4º dia: ITAPANHOACANGA a CÓRREGOS: 25 quilômetros

Como de costume, levantei-me cedo, tomei o café que a Érica já deixara preparado desde a noite anterior e, exatamente, às 5 h 30 min, sob intenso frio e densa cerração, deixei a pousada e, por ruas fracamente iluminadas, caminhei em direção à saída do povoado.

Logo encontrei o primeiro marco da Estrada Real e, ainda no escuro, segui em frente por uma estrada larga e cascalhada, amparado pela minha fiel lanterna. 

À claridade indecisa da madrugada, vi lentamente a paisagem difusa se desenhar, criar relevo, destacarem-se os troncos, recortar-se no cinza azulado do céu a copa das árvores. 

Pude, então, perceber, que estava trilhando, sempre em perene ascensão, numa área aberta e muito arborizada.

Que alegria sentia ao aspirar o ar fresco e embalsamado da floresta, enquanto uma fresca brisa me acariciava a fronte, ao mesmo tempo em que galgava, estoico, o contraforte de alcantilado morro.

Num pequeno platô, fui subitamente arrancado de minhas divagações, pois, uma perua escolar me alcançou e seu condutor sorrindo, gentilmente, me ofereceu uma carona, ao menos até o final das serras, como explicou, porquanto, segundo ele, eu ainda enfrentaria três colinas logo à frente.

Apesar da rudeza do trajeto e de já estar suando em bicas, agradeci-lhe a oferta, e ele seguiu em frente, algo contrafeito.

Assim, por cinco quilômetros, labutei para vencer íngremes ladeiras, porém, a paisagem que se delineava ao derredor era de encher os olhos, e a todo momento agradecia a Deus por estar ali, solitário, contemplando beleza inigualável.

No cume da última elevação, parei e retirei a blusa, pois, transpirava abundantemente e, apesar do ar gélido reinante, eu me sentia extremamente aquecido. 

Aproveitei, ainda, a pausa, e tomei água, ingeri algumas frutas, relaxei e pude apreciar a belíssima paisagem circundante.

 Depois, prossegui animado e, logo abaixo, deixei, à esquerda, a portentosa Serra de São José.

Mais adiante, no quilômetro sete, numa bifurcação, prossegui à esquerda, pois, o outro tronco seguia em direção à Escadinha, diminuta povoação que eu já avistava abaixo, ao longe, encravada no sopé da montanha.

A partir dali enfrentei novamente outra escarpada ladeira, num percurso silencioso, bruto, selvagem, deserto, e no final do nono quilômetro, a subida chegou ao fim e o cenário revelou-se majestoso. 

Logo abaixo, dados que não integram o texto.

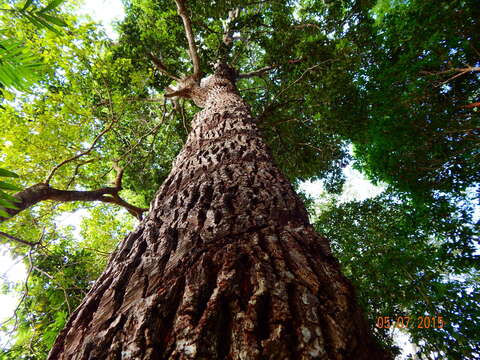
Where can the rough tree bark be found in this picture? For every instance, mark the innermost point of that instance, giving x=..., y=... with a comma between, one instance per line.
x=225, y=265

No horizonte, montanhas, vales, florestas.

 Efetivamente, dali se descortinava uma paisagem admirável, num giro de 360º, podendo-se avistar, ao longe, as serras do Espinhaço, do Intendente e a de São José, todas encobertas por um mar de nuvens. 

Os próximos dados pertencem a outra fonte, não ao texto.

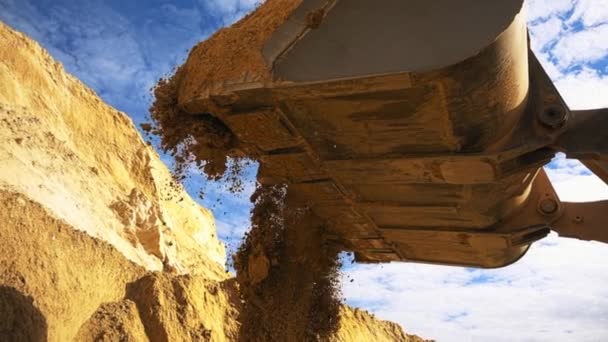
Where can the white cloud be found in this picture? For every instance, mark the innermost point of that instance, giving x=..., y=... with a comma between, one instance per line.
x=585, y=89
x=585, y=46
x=590, y=12
x=545, y=33
x=543, y=9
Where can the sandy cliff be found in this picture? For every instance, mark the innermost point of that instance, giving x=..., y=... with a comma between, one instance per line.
x=96, y=242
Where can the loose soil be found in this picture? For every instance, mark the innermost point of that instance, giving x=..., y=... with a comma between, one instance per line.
x=287, y=271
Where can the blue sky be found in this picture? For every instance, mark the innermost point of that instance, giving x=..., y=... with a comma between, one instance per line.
x=557, y=292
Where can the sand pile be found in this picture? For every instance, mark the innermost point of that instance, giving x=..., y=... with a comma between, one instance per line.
x=286, y=268
x=97, y=242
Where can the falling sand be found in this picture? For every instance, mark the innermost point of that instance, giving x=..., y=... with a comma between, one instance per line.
x=287, y=271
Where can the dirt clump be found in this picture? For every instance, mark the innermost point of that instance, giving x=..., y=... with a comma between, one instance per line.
x=98, y=243
x=118, y=321
x=294, y=295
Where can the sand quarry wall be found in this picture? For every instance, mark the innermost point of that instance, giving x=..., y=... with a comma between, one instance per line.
x=96, y=243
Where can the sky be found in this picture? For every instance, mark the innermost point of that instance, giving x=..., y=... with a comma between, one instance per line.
x=557, y=292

O visual, era, simplesmente, cinematográfico. 

Sem dúvida, uma imagem do paraíso na terra. 

A partir daquele marco, iniciou-se gradativa declividade, primeiramente, de maneira brusca, em acidentada ladeira. 

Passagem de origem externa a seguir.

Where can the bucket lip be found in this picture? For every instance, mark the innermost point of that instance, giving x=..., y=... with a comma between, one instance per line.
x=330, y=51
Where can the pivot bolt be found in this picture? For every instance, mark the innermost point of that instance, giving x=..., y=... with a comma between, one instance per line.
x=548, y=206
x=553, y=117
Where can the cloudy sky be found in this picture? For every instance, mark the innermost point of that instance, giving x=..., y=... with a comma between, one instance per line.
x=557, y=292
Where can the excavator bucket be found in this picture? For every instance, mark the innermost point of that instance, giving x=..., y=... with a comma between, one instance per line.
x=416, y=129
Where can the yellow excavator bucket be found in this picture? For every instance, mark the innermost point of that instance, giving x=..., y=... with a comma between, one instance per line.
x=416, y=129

Depois, prossegui em suave descenso, por uma bucólica estradinha, em meio à abundante mata nativa que era recortada em toda sua imensidão, por inúmeros regatos encachoeirados e murmurantes.

A paisagem nesse trecho é deslumbrante, pois a mata nativa se exibe em seu estado original. 

O ambiente é mágico e o oxigênio ali inspirado, de tão puro, chegava a queimar os pulmões. 

Do meu lado direito, em certo ponto da descida, havia uma cascata cuja beleza atraiu meu olhar. 

Entre as gargantas de pedra ia decaindo, fazendo barulho, levando sua água fresca entre a fechada mata que cobria todo o morro.

Foi um percurso agradabilíssimo e quando atingi o plano, numa bifurcação, segui à esquerda, conforme determinava o tótem da ER ali fincado. 

E, às 8 h 30 min, adentrava ao pequeníssimo povoado de Santo Antonio do Norte, conhecido como Tapera.

Fiz rápida visita à igrejinha dedicada à Santo Antonio. 

Em seguida, comprei água num bar local, tomei informações e prossegui, pois, o sol inclemente, já principiava a incomodar.

Depois de ultrapassar um riacho sobre uma estreita ponte de madeira, acessei larga e pedregosa estrada, situada entre imensas fazendas de criação de gado, numa paisagem campestre e encantadora.

Mais adiante, encontrei grande plantação de café, a primeira que avistava desde minha saída de Diamantina. 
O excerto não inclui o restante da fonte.